In a text file, the data are stored in the form of characters, digits, special characters by converting them to their respective ASCII value. However, the data are readable when you open them due to instant conversion. Therefore, any small error is instantly detectable and changeable. Examples of text file are TXT, C, and JAVA files.

In a binary file, these characters, digits and special characters stored as a collection of bytes or custom data which are not readable. Therefore, you will find binary files becoming corrupt as the errors cannot be rectified. Examples of binary files are MP3, EXE files. However, the binary files are more secured due to this lack of readability factor.

Number Storage –

In the text mode, the function fprintf() is used for storing numerical data. The characters take one byte as expected while integer should 4 bytes, but it is not the case. It takes 6 bytes instead for a number with 6 digits. Therefore, it treats numbers as characters. Therefore, if your file has a lot of integers, the memory storage will be inefficient as integers are taking as much space as characters which should not be the case.

Due to this anomaly or inefficiency, binary files score over text files. In a binary file, fread and fwrite functions are used, and any number within the range of an integer takes only 4 bytes as it should. Therefore, binary files are highly efficient in most of the cases for storing numbers.

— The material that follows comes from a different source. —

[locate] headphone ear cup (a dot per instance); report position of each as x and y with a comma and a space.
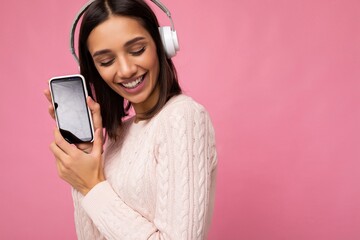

In general, bits represent character in a text file while bits represent a custom data in a binary file.

Encoded –

The inefficiency of text file is due to the fact that the text files are not compressed but encoded in a simple way. Due to the lack of compression, the space taken is more. However, the binary file is always tightly compressed, and the encryption is a result of the same. Therefore, it is more efficient is data storage as well as management. There are loads of possibilities of data storage in doc, pdf, excel files all of which are binary files. As a matter of fact, ZIP and RAR files are binary files.

Newlines –

A newline is end of line or line break. A special character is used to signify a new line. In a text file, this special newline character is converted into a carriage-return combination and stored in the disk. Similarly, when it comes to reading the line break, the conversion is reversed. This takes unnecessary time and space and therefore, it is slightly inefficient in case of large files. In binary files, there is no such conversion required.

End of File –

There is a distinct difference between the representation of the end of file for binary and text file. In the text file, a special character is inserted at the end of the file which is generally ASCII 26th character. In the binary file, there is no use of any special character to denote the end of the file. Instead, it keeps track of the total number of character present in the binary file.

The biggest and the most fundamental difference is that a text file can only store plain text while a binary file can store text, image, audio, and likewise. However, a text file can be opened in almost any simple text editor and special editor. But a binary file needs special applications to open them like media player for audio files, image editor for an image file. On the other hand, EXE files are independent of any application.